GB200 Rack Configuration Verification Checklist#

This checklist helps verify that all GB200 rack configurations have been completed correctly after following any of the rack configuration processes. Use this systematic verification process before proceeding to rack power-on and provisioning.

General Prerequisites#

  • [ ] Rack inventory file obtained from factory after L11 testing (for automated/manual import)

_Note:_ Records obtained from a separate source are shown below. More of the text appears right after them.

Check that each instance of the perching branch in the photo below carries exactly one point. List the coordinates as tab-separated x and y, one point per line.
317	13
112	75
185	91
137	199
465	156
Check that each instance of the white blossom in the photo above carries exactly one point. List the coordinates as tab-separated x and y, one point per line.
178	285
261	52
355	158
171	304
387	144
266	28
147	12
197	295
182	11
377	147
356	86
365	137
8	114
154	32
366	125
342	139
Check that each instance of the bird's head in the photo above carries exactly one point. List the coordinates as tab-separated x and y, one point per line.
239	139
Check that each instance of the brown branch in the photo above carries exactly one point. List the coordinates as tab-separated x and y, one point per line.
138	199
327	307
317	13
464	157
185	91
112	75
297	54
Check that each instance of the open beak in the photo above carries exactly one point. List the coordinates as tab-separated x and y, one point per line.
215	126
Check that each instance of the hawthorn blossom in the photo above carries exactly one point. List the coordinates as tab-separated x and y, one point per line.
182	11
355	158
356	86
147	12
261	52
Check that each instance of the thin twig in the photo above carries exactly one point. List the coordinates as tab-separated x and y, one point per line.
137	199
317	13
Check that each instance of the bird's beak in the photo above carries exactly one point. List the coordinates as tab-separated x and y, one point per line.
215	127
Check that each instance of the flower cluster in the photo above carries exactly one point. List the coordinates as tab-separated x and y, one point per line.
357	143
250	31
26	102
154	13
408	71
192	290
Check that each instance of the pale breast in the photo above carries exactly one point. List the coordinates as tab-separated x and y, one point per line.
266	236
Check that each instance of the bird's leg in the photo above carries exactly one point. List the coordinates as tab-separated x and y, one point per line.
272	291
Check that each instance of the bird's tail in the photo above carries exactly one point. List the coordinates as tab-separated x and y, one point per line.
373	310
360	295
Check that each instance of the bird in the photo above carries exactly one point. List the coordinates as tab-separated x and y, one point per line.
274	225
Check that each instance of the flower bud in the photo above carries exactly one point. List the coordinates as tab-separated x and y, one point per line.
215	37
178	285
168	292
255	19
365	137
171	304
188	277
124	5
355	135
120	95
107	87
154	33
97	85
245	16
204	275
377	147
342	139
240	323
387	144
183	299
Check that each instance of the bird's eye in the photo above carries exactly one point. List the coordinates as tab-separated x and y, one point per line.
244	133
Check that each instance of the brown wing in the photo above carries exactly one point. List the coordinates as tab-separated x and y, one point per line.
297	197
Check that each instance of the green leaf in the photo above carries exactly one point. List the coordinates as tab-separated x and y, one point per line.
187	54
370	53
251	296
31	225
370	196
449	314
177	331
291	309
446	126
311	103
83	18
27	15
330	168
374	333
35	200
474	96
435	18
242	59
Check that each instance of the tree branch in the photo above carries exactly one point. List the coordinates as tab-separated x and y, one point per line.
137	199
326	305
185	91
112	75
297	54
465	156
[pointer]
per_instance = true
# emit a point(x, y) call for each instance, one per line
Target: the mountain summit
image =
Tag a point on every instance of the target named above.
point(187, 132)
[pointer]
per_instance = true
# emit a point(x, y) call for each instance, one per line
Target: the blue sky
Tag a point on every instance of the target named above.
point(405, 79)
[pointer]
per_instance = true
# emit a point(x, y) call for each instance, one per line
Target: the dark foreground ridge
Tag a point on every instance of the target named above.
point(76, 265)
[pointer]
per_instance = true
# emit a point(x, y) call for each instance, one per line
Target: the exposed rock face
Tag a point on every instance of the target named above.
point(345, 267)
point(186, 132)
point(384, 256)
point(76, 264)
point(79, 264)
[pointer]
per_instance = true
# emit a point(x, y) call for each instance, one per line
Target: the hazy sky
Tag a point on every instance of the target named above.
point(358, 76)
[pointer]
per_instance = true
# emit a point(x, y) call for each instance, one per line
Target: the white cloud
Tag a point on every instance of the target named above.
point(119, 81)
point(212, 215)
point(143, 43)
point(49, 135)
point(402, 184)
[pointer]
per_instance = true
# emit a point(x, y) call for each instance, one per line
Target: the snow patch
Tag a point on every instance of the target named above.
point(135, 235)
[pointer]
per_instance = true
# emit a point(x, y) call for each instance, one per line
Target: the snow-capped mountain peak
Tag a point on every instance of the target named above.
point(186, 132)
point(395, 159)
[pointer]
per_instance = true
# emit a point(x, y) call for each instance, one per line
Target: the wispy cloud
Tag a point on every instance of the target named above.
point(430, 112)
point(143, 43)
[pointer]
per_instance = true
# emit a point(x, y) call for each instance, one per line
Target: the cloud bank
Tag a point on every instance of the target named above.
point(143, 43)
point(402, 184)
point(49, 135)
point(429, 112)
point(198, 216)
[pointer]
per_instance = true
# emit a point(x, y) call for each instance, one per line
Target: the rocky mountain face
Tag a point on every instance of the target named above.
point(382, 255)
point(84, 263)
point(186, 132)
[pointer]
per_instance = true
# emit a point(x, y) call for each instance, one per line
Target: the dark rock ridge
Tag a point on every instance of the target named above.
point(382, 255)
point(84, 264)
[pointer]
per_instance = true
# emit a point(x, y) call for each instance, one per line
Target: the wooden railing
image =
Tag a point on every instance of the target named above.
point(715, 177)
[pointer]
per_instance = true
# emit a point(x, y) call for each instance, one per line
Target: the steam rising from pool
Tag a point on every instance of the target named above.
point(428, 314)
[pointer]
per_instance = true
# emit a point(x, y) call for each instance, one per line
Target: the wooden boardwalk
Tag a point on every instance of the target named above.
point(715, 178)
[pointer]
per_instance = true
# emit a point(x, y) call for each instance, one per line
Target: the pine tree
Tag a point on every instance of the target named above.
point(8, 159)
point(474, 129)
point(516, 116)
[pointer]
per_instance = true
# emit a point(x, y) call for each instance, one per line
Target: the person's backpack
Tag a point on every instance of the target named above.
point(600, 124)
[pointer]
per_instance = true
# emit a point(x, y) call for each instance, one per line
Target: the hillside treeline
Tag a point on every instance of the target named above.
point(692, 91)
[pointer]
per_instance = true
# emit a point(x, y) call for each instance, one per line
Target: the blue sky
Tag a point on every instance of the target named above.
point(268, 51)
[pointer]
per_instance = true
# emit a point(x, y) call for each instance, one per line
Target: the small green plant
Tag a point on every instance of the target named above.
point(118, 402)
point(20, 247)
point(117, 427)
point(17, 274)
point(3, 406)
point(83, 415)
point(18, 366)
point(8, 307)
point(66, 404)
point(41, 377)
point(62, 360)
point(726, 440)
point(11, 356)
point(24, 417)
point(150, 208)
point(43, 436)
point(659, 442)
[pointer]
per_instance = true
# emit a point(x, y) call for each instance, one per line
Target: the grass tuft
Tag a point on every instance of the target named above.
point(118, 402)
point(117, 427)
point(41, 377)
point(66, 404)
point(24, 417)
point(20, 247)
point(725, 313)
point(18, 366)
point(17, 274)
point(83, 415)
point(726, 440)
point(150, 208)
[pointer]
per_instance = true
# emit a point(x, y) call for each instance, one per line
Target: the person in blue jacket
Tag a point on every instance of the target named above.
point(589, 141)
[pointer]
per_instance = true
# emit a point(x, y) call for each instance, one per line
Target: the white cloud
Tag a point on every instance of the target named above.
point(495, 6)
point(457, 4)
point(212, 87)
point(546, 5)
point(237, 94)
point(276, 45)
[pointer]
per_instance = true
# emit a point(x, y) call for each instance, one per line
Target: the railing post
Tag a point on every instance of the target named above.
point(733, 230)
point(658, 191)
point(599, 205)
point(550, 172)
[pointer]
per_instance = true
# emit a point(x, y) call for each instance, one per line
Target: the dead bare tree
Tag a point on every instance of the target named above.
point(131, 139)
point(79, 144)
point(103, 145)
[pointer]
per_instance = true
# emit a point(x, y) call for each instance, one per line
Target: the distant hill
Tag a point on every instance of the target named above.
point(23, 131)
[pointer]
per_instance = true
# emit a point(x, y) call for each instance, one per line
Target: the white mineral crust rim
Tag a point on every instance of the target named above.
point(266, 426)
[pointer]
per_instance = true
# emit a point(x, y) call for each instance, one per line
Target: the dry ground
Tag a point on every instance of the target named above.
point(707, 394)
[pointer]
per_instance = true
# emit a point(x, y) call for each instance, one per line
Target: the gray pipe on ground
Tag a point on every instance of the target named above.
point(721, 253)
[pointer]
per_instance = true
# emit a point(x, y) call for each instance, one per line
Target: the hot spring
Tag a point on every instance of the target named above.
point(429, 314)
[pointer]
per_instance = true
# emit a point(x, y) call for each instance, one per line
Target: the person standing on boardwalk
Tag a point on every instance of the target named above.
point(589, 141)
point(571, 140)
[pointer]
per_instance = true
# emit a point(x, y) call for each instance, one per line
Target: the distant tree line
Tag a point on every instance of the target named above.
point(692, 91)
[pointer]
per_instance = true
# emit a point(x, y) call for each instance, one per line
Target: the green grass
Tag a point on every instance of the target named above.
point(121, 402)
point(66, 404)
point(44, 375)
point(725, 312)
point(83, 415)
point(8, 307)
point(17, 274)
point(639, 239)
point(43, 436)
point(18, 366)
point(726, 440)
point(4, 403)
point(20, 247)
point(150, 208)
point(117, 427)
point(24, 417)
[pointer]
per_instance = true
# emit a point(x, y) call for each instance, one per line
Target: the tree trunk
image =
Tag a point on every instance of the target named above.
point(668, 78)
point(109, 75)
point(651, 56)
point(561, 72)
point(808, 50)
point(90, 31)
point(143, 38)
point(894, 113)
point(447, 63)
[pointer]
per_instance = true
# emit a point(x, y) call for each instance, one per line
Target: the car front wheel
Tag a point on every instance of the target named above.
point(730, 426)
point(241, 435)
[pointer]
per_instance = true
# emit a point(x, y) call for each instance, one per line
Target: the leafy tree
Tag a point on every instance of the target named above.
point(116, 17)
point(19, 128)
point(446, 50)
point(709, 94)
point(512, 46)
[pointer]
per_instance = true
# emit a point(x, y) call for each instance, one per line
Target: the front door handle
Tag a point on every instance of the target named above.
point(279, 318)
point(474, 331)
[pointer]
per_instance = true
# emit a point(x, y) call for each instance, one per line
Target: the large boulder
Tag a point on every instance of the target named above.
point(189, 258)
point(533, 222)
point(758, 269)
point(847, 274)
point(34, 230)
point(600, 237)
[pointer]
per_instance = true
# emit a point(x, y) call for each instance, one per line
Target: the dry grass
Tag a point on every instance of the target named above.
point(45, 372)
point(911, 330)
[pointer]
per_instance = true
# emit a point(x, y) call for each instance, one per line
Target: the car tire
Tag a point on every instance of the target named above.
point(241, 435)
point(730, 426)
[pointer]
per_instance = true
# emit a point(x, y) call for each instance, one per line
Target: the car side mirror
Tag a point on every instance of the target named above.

  • [ ] Point-to-Point (P2P) documentation available with MAC addresses

  • [ ] Site information and IP allocation plan documented

  • [ ] GB200 and NVLink Switch categories configured in BCM

  • [ ] Network subnets defined and available for device assignment

Automated Rack Import Process Verification#

If you used the automated bcm-netautogen tool and bcm-post-install automation:

Prerequisites Check - [ ] Rack inventory file from factory available - [ ] Point-to-Point (P2P) file available - [ ] siteinformation.yaml file properly configured - [ ] bcm-netautogen tool available and configured

Process Verification - [ ] bcm-netautogen tool executed successfully with all input files - [ ] .json files generated for all rack components:

  • [ ] 18 GB200 compute tray .json files

  • [ ] 9 NVLink Switch tray .json files

  • [ ] 8 power shelf .json files

  • [ ] bcm-post-install automation executed successfully

  • [ ] All .json files imported into BCM without errors

Naming Convention Verification - [ ] GB200 compute trays follow: <RACK>-<RU>-P[1-16]-<ROLE>-0[1-8]-C0[1-18] - [ ] NVLink switches follow: <RACK>-<RU>-P[1-16]-<switch_role>-0[1-9] - [ ] Power shelves follow proper naming convention

Manual Rack Import Process Verification#

If you manually created and imported .json files:

File Creation Verification - [ ] Rack inventory file reviewed (or MAC addresses collected manually) - [ ] Individual .json files created for each component:

  • [ ] 18 GB200 compute tray .json files with proper MAC addresses

  • [ ] 9 NVLink Switch tray .json files with proper MAC addresses

  • [ ] 8 power shelf .json files

  • [ ] All .json files follow proper BCM format and syntax

  • [ ] IP addresses assigned correctly per network subnets

Import Verification - [ ] All .json files successfully imported into BCM - [ ] No import errors or warnings in BCM logs - [ ] All devices appear in BCM device list

Naming Convention Verification - [ ] All hostnames follow: <Rack Location>-<RU>-<POD Number>-<Tray Type>-<node number> - [ ] Tray types properly designated: DGX, NVSW, or PWR

Manual Addition of GB200 Rack Entries Verification#

If you manually added GB200 compute trays using cmsh commands:

Rack Entry Verification - [ ] Rack entry created with proper coordinates - [ ] Rack number matches site documentation

GB200 Compute Tray Golden Node - [ ] Physical node created with proper hostname - [ ] GB200 category assigned correctly - [ ] BMC interface configured (rf0 preferred, ipmi0 as fallback) - [ ] BMC IP, network, and MAC address configured

Network Interface Configuration - [ ] Bluefield and CX-7 interfaces added:

  • [ ] M1 (enP6p3s0f0np0) with correct MAC

  • [ ] M2 (enP22p3s0f0np0) with correct MAC

  • [ ] S1 (enP6p3s0f1np1) with correct MAC and storage network

  • [ ] S2 (enP22p3s0f1np1) with correct MAC and storage network

Bond Configuration - [ ] Bond0 created with M1 and M2 interfaces - [ ] Bond mode 4 (LACP) configured - [ ] Bond IP assigned on internal/management network - [ ] Bond set as provisioning interface

InfiniBand Interfaces - [ ] Four InfiniBand interfaces added if needed:

  • [ ] ibp3s0 with compute network assignment

  • [ ] ibP2p3s0 with compute network assignment

  • [ ] ibP16p3s0 with compute network assignment

  • [ ] ibP18p3s0 with compute network assignment

System Configuration - [ ] System MAC set for initial boot (M1 or M2)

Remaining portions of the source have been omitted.